The war inevitably destroys their idyllic life when Matt is called up and leaves for action. Molly, their daughter barely remembers her father and even memories of her mother fade into the distance as she grows up in London with her stepfather Lucas and his son Simon.
Molly's daughter Ruth is at first the least interesting of the three women and it took longer to get to know her. Her husband is also the least developed and unpleasantly stereotyped character, but his is a minor role so this doesn't detract from the overall story. In the end it is Ruth, who never knew her grandmother, who finally completes the circle ... but enough said.
I don't agree with reviewers who suggested that only the first story is covered in any detail. I thought Molly's story just as engrossing as Lorna's and was really sorry when the emphasis switched to her daughter, but after a while I became just as interested in Ruth.

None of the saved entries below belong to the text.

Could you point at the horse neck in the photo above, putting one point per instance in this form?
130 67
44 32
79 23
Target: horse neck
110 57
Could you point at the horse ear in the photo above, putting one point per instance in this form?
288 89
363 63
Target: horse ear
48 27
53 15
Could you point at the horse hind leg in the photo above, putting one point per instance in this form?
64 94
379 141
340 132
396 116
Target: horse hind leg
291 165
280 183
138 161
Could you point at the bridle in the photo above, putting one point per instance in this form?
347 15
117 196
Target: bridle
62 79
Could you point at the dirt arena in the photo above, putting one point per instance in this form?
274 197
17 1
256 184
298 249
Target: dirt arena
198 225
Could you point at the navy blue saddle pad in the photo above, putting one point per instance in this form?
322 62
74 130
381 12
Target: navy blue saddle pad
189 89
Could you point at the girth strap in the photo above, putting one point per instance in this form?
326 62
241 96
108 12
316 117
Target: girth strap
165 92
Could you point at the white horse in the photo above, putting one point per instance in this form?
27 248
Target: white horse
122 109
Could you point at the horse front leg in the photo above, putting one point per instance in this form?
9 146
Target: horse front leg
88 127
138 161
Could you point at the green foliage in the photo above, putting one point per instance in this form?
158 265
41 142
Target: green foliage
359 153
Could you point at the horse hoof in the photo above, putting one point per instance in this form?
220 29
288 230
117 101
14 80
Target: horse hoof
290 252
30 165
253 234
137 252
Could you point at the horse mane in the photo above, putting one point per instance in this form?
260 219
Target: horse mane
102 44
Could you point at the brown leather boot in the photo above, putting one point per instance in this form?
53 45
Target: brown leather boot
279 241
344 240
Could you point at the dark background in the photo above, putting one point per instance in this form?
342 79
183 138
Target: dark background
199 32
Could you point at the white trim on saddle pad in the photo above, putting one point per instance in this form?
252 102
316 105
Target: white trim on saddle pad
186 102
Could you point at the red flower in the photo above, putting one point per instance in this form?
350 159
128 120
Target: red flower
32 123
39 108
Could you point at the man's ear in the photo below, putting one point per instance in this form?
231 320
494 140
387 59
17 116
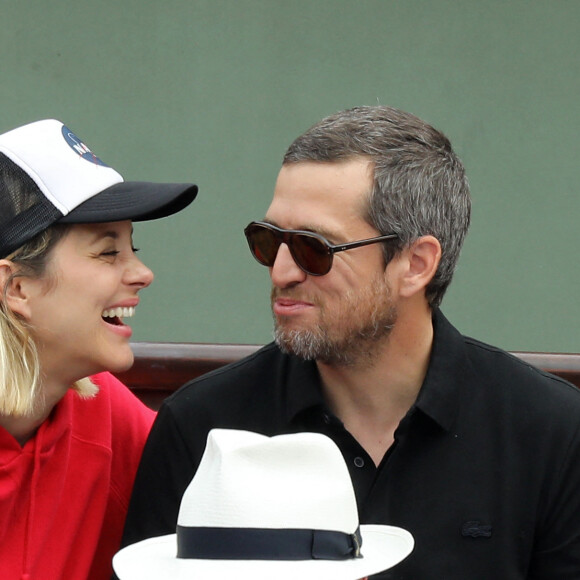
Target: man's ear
423 258
13 289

Penelope Lively has fast become one of my favourite authors. She writes with such sensitivity and perceptiveness about human relationships and emotions, and her portrayal of grief is such that, as it says on the cover, `grief seeps through the page'. It is not just her characters that you feel you know so well. Without seeming intrusive, the Somerset countryside, the cottage that Matt and Lorna rent, and Lucas's chaotic house in Fulham (`untidy, grubby, unlike other people's homes') are depicted with such attention to detail that you feel next time they're mentioned as if you've been there and are comfortable with them. There is also a sense of time, especially of the pre-war era and its slower, simpler way of life compared with the modern day pace inhabited by Ruth.
Reading some of the negative reviews, it would have been easy to overlook this book but I loved it and was sorry to finish it. Overall I found it engrossing and satisfying.